Talk to me fellow home winemakers.

Hmmm, I guess if no one else is making wine I should start an “ask the woman who’s making wine” kind of threads. I wonder if anyone would care.

Well, you didn’t ask but here’s where we are this year. The grenache has completed primary fermentation the grapes have been pressed and the wine is in the secondary, malo-lactic, fermentation.

The mourvedre is still in the primary fermentation and if it’s finished by tomorrow we’ll press it tomorrow, if not we’ll press later this week.

Once the grenache and mourevedre are both in secondary fermentation we’ll order the Syrah and get that one started. We have to stagger them because we don’t have the space or equipment to ferment more than two at once.

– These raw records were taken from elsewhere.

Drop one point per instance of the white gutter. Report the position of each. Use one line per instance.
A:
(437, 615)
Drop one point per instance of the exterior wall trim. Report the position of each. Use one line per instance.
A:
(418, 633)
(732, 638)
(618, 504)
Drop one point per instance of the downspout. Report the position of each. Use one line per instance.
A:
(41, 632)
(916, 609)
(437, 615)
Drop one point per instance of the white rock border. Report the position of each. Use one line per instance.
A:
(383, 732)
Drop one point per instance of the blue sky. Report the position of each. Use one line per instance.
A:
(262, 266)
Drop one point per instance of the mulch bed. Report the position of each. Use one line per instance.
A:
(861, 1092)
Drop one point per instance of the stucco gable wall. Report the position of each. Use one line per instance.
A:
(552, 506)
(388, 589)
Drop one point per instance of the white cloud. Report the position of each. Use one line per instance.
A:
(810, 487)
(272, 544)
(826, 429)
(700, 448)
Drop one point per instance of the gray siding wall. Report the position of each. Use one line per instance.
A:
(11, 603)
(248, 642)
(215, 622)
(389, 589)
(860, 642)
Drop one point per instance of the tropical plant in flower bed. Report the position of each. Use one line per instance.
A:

We’re thinking about also making chardonnay and another red. We just found out that the company we order our frozen grape must from also has grapes from Italy and Spain so it might be nice to try that out.

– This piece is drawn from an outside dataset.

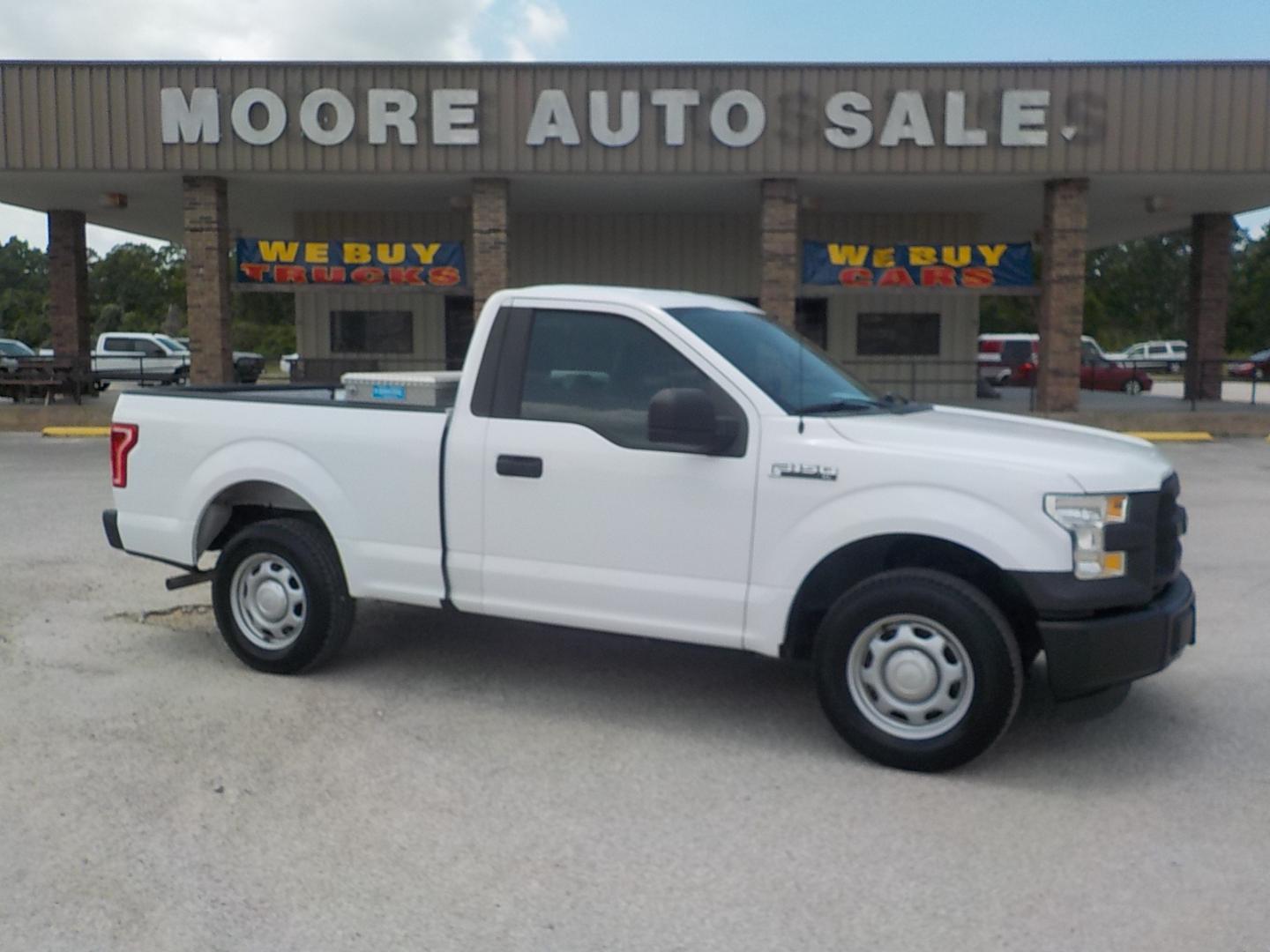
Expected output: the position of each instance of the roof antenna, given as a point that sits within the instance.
(802, 401)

Mostly my husband does all of the research and most of the work. I’m there for calculations (I am the one with math skills) moral support and help when there needs to be two hands like pressing the grapes.

My grandfather was off the boat from Italy, and he always made wine. He’d make 50 gallons at a shot, in wooden barrels. He usually made zinfandel (red) and muscatel (white).

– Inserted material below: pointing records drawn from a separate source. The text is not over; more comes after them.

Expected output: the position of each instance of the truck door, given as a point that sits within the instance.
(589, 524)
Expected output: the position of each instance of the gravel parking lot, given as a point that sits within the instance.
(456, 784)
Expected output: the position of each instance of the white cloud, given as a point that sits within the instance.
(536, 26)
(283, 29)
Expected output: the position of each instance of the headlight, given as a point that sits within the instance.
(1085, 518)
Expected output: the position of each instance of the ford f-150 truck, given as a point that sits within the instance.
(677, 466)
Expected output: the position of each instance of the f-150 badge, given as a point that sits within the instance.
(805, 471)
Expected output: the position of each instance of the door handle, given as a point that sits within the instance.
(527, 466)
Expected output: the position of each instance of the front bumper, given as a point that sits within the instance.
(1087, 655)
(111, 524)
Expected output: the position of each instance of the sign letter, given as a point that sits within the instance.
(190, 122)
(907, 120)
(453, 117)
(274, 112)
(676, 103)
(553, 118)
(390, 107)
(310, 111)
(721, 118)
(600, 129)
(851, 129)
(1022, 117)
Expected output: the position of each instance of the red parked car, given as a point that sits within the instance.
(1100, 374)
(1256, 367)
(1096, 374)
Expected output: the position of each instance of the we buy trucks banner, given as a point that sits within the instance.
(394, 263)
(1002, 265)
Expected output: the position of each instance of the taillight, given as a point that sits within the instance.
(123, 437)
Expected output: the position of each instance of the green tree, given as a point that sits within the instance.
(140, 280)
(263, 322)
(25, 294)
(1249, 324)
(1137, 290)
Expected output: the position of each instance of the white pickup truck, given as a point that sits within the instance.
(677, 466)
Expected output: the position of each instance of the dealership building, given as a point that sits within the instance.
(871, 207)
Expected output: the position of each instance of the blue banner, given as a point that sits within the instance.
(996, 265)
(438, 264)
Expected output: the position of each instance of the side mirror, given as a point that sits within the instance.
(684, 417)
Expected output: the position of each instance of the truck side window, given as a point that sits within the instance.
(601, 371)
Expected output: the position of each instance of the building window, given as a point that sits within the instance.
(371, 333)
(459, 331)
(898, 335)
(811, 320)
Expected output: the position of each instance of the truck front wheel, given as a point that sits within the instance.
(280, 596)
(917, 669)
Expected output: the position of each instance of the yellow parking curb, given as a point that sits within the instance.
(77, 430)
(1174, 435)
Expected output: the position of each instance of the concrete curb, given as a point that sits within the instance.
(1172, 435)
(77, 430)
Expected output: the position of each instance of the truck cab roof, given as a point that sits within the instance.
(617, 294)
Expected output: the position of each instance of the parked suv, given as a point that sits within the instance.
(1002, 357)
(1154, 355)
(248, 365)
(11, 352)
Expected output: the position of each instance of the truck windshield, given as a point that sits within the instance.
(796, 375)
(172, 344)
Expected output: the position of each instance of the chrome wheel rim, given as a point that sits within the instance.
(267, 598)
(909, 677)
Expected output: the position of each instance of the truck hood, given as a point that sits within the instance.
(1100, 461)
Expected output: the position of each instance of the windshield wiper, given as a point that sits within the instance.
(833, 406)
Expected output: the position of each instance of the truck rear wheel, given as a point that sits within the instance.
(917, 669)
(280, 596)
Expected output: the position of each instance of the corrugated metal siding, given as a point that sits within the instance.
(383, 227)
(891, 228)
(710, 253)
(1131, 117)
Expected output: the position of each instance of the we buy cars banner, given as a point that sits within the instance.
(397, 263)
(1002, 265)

My dad took over the “family hobby,” and brought all the equipment to our basement: three or four horizontal barrels for “aging” and tapping; two vertical barrels for fermenting, a hand-cranked crushing device (we didn’t use the “purple feet” method!), and a large cast-iron press. He usually made one 50-gallon barrel each year, alternating between Zin and Muscatel. He bought boxes of grapes right off the train from California somewhere in downtown Chicago. It was lots of fun helping in this process growing up.

When my dad sold his suburban house and moved into a retirement village, he gave it all up. Unfortunately, neither I nor my siblings had any interest (or a basement!) to continue the tradition. Somehow, he found someone willing to take over all the old-school equipment. But dear old dad still makes the occasional 5-gallon carboy of wine when he feels like it.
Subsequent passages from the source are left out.